— Par Michèle Bigot —
Le sous-titre « fête macabre » est bien trouvé. Nous assistons en effet à une véritable fête, où se mêlent le burlesque, la farce, l’humour déjanté et le tragique. Adaptation de la pièce d’Hamlet, qui, tout en prenant ses aises avec le texte de Shakespeare, reste fidèle à l’esprit baroque, avec ses excès, ses surprises, sa surcharge. Pas de doute que le public du seizième (siècle !) aurait adoré ! Que de couleurs, que de rires mêlés aux larmes, que de cris et d’enflure verbale, que de musique : toutes les cordes de la lyre sont sollicitées pour le plus grand bonheur du spectateur ! Les allusions et les références foisonnent, Freud et Shakespeare sont présents sur scène, l’anachronisme joyeux est de la fête. Spectacle total, qui renoue avec la grande tradition théâtrale, mariant la déclamation pompeuse aux coups de pistolets saugrenus. Le spectateur est pris à contrepied, passant allègrement d’une émotion à l’autre. Toutefois le texte de Shakespeare est bien présent, et à l’occasion admirablement servi par des comédiens magnifiques, capables de passer d’un registre à l’autre avec une souplesse et un naturel confondant. Le cinéma, la vidéo, le théâtre d’ombre, les objets, les faux semblants, les masques, les fantômes, le carton-pâte, les perruques, les ustensiles, le maquillage, l’ensemble du matériau théâtral est convoqué dans une grande foire burlesque totalement jouissive. Le canulard jouxte avec la tragédie classique, le théâtre élisabéthain est à la fois déconstruit et sublimé, Hamlet se télescope avec Ubu et Dom Quichotte. La forme fragmentaire laisse apparaître le travail de création dans la plus pure tradition baroque de L’Illusion comique. Ce grand chaos scénique est orchestré savamment. Il donne à voir une entreprise qui balance entre tradition et expérimentation, une forme théâtrale des plus vivantes. Magnifique pied-de-nez ! Le spectacle est si festif que le public en redemande et on a rarement vu à Avignon autant de jeunes dans la salle !

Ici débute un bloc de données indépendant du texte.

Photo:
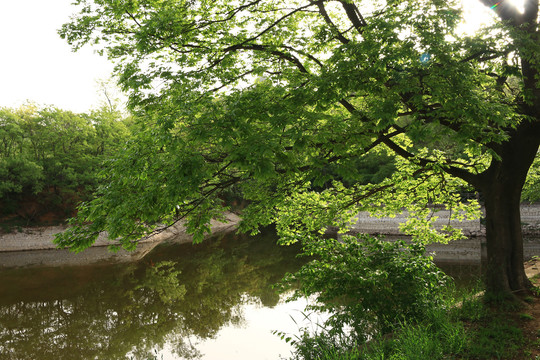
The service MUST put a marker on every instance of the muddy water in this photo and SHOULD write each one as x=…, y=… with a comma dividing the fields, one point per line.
x=180, y=301
x=211, y=301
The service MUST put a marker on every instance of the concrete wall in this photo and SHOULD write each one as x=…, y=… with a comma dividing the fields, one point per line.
x=530, y=217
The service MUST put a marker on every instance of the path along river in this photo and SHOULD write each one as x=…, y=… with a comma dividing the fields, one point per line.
x=171, y=301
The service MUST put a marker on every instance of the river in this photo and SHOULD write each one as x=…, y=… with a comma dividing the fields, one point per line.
x=181, y=301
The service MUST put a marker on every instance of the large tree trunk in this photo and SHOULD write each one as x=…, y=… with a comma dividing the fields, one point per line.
x=501, y=186
x=505, y=271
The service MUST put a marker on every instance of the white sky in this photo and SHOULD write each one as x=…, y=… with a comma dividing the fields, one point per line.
x=36, y=65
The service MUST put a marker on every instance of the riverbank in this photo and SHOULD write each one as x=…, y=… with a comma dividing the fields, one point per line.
x=41, y=238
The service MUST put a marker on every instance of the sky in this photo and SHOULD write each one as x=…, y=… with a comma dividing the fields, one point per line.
x=37, y=65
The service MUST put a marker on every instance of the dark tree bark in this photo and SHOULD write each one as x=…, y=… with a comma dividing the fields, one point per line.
x=501, y=186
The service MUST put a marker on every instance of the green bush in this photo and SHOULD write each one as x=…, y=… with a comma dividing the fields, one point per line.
x=368, y=285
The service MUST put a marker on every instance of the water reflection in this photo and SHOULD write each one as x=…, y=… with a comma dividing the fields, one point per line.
x=176, y=297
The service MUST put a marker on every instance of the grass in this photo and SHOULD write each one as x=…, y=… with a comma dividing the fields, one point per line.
x=472, y=330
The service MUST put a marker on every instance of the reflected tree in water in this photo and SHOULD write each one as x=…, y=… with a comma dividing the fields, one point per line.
x=118, y=311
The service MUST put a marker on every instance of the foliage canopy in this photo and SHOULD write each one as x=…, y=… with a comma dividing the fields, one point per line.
x=268, y=95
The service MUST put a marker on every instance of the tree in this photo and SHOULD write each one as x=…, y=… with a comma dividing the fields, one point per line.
x=52, y=157
x=266, y=94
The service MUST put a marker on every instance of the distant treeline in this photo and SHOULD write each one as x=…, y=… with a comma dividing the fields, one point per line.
x=50, y=159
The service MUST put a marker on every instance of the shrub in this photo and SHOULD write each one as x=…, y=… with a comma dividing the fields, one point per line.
x=368, y=285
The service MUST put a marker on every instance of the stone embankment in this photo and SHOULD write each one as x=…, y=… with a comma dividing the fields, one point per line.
x=472, y=249
x=35, y=247
x=14, y=247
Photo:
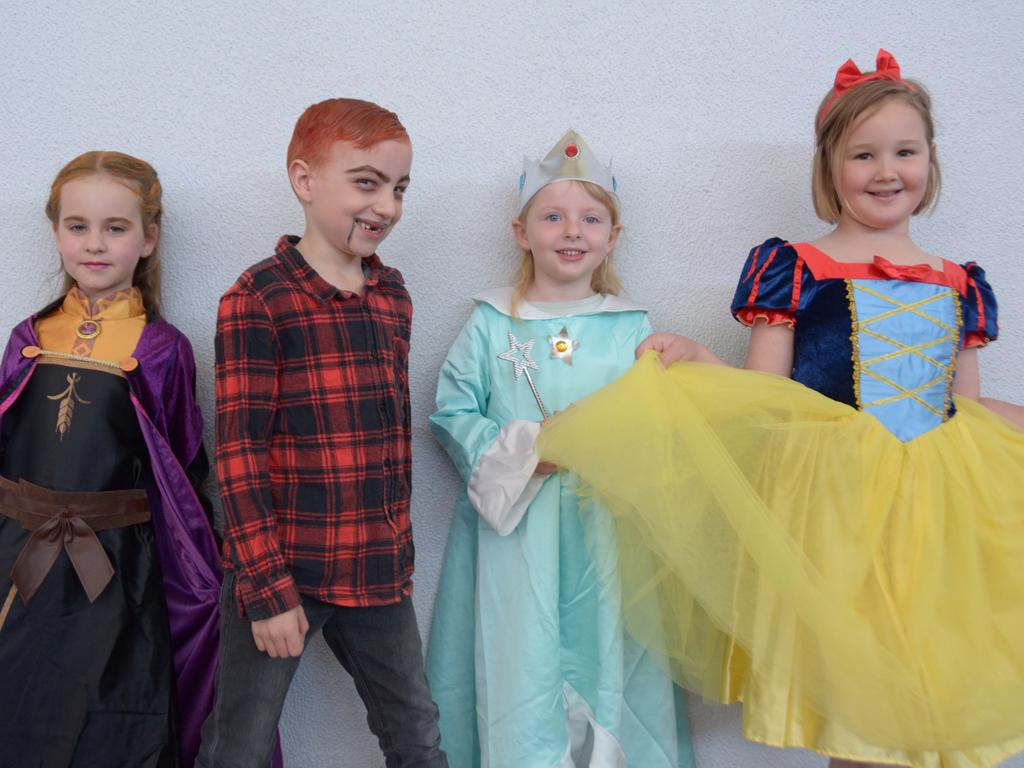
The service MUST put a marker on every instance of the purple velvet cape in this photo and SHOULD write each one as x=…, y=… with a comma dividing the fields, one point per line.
x=163, y=392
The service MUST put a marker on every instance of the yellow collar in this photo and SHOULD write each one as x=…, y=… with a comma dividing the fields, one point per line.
x=118, y=305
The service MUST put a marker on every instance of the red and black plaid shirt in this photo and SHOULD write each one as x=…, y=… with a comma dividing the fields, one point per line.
x=313, y=435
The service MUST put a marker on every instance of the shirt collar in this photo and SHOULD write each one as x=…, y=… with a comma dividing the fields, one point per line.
x=310, y=281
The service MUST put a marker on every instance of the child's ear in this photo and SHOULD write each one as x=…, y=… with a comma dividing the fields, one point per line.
x=519, y=229
x=150, y=243
x=613, y=237
x=299, y=174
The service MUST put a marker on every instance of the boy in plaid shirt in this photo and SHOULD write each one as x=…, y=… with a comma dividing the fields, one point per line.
x=313, y=453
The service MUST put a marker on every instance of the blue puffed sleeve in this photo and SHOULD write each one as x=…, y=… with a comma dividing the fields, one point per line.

Ce n’est certes pas un hasard si Jérémie Le Louët a choisi de magnifier le personnage d’Hamlet. Il avoue sa prédilection pour les losers magnifiques et les révoltés, ceux qui dérangent vraiment et interrogent au plus profond les angoisses existentielles, qui flirtent avec la mort tout en fêtant la vie avec ardeur. Voilà une problématique qui parle à notre époque. Le clivage entre modernité et tradition se trouve transgressé d’un seul coup, dans un geste théâtral audacieux et joyeux. Il y a de l’allégresse dans cette écriture scénique qui ne s’embarrasse pas de frontières et de conventions. Une des plus éclatantes réussite du Off d’Avignon, dont le cru 2019 restera en mémoire.